André Luiz Peixinho
Em 02 de abril 2024
Foi na tarde (para mim, já
noite) do dia 30 de março de 2024 que Marcos Melo, um caro
amigo da época de juventude espírita, trouxe-me a
notícia da desencarnação de André Luiz
Peixinho.
Médico, psicólogo, filósofo,
professor e empresário, dentre outras tantas atividades que
bem indicam sua versatilidade e sua inteligência invulgar,
André Peixinho dedicou sua vida à causa do bem, atuando
em diversas frentes sociais, sobretudo na educação
e na assistência social.
A notícia de sua desencarnação
suscitou em mim, nos últimos dias, uma série de recordações
dos momentos em que tivemos nossos caminhos interseccionados. Não
fomos amigos, no sentido próprio do termo, mas tive, com
ele, interações importantes para minha formação
humana e que não posso deixar de reconhecer.
O primeiro registro de memória que tenho
de Peixinho (em Serrinha ele é chamado de André, e
logo adiante digo o porquê) data do carnaval de 1998, na Confraternização
de Juventudes Espíritas da Bahia (Conjeb) de Jequié.
À época, eu contava 16 anos, aquela era a minha primeira
Conjeb e atuava como monitor de uma turma de outros jovens “mais
jovens” do que eu, ao lado de duas pessoas queridas: Washington
Bacelar e Manoel.
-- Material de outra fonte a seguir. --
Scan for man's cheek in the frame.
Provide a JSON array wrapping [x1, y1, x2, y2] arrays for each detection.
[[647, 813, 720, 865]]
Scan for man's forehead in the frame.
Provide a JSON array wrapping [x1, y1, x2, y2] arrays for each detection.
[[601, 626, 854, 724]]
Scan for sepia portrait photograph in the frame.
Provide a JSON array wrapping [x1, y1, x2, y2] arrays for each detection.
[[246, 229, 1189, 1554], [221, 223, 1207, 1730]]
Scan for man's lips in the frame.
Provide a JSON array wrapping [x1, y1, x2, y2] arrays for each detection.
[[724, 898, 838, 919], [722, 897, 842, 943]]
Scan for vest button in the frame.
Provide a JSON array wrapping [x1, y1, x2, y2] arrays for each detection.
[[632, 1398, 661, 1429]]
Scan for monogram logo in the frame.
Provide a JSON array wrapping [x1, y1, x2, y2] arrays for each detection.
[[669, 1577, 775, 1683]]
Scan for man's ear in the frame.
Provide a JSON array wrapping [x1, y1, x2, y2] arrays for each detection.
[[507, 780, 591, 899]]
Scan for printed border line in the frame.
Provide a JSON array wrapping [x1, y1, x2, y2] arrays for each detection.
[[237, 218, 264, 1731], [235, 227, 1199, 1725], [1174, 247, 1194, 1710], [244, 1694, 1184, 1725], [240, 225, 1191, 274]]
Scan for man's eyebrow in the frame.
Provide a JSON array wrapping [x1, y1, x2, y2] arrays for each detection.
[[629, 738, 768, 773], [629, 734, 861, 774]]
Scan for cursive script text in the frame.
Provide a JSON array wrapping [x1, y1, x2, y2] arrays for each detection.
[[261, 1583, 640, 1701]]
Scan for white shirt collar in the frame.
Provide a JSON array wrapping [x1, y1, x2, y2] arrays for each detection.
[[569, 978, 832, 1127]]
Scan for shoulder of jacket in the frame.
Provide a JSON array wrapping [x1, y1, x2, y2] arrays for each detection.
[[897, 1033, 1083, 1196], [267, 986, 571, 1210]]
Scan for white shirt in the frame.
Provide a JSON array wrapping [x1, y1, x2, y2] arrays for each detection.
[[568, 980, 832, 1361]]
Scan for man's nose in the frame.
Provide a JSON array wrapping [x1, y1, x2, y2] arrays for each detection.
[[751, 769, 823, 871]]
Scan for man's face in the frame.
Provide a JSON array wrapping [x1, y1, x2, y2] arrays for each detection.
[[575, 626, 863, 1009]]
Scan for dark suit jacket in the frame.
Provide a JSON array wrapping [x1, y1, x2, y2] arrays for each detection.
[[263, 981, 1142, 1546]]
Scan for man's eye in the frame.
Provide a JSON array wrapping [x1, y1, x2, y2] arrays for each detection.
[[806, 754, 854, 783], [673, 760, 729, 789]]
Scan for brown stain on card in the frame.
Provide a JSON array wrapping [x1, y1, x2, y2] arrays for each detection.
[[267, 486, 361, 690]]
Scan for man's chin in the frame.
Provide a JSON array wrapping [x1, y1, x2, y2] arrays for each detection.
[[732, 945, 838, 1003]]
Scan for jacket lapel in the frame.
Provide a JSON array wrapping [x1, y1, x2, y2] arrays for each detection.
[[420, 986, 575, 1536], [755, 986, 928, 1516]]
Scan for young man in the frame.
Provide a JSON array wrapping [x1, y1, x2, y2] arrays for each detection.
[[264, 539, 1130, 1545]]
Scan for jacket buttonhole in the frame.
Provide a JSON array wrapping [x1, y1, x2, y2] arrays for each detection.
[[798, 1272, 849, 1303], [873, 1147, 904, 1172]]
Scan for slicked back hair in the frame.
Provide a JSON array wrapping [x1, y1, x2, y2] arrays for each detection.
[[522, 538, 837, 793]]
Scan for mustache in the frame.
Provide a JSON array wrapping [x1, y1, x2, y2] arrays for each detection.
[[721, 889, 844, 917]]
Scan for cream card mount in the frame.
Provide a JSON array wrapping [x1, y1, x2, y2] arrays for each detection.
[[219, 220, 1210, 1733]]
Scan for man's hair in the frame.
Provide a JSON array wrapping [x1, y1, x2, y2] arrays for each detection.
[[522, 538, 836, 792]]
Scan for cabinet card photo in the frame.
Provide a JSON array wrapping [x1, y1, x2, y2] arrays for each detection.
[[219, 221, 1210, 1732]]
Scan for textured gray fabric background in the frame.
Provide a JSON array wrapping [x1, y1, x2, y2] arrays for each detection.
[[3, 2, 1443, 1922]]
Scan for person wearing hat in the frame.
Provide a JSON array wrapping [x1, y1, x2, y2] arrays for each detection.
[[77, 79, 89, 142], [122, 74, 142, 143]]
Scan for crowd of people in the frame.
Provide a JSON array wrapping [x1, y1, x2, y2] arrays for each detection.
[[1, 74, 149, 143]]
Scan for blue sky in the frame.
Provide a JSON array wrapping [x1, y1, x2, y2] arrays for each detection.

Lá pelas tantas, uma das jovens da sala,
ao levantar-se do chão, deu com a cabeça numa janela
e desmaiou. Peixinho, que estava lá e próximo ao local,
foi socorrê-la, e pude acompanhá-lo até à
enfermaria improvisada, onde observei os cuidados e as atenções
que teve com a garota.
A partir dali, em outros tantos momentos pude estar
em sua presença, fosse em suas falas públicas, fosse
nas reuniões do Departamento de Infância e Juventude
(DIJ) da Federação Espírita do Estado da Bahia
(Feeb), tornando-me admirador de sua acuidade intelectual.
Em 1999, no âmbito do Projeto Hólon
(que se tornou uma entidade sem fins lucrativos naquele mesmo ano,
em 13 de março), ele coordenou uma ação que
visava oportunizar, a vestibulandos de baixa renda, o acesso a um
cursinho pré-vestibular. A Sociedade Hólon estabeleceu
uma parceria com o Curso Exato, que funcionava no bairro da Pituba,
em Salvador, a partir da qual cada estudante pagava 30% do valor
da mensalidade e dedicava algumas horas semanais de trabalho voluntário
junto à Feeb. Aqueles que nem mesmo tinham condição
de pagar esse percentual (era cerca de R$ 30,00, numa época
em que o salário-mínimo era de R$ 136,00) eram subvencionados
pela Sociedade Hólon (leia-se, pelo próprio Peixinho),
o que possibilitou que muitos jovens tivessem acesso à universidade
e hoje, mais qualificados, desfrutem de uma vida melhor. Eu, embora
só tenha efetivamente passado no vestibular em 2000, fui
um dos jovens acolhidos por esse projeto.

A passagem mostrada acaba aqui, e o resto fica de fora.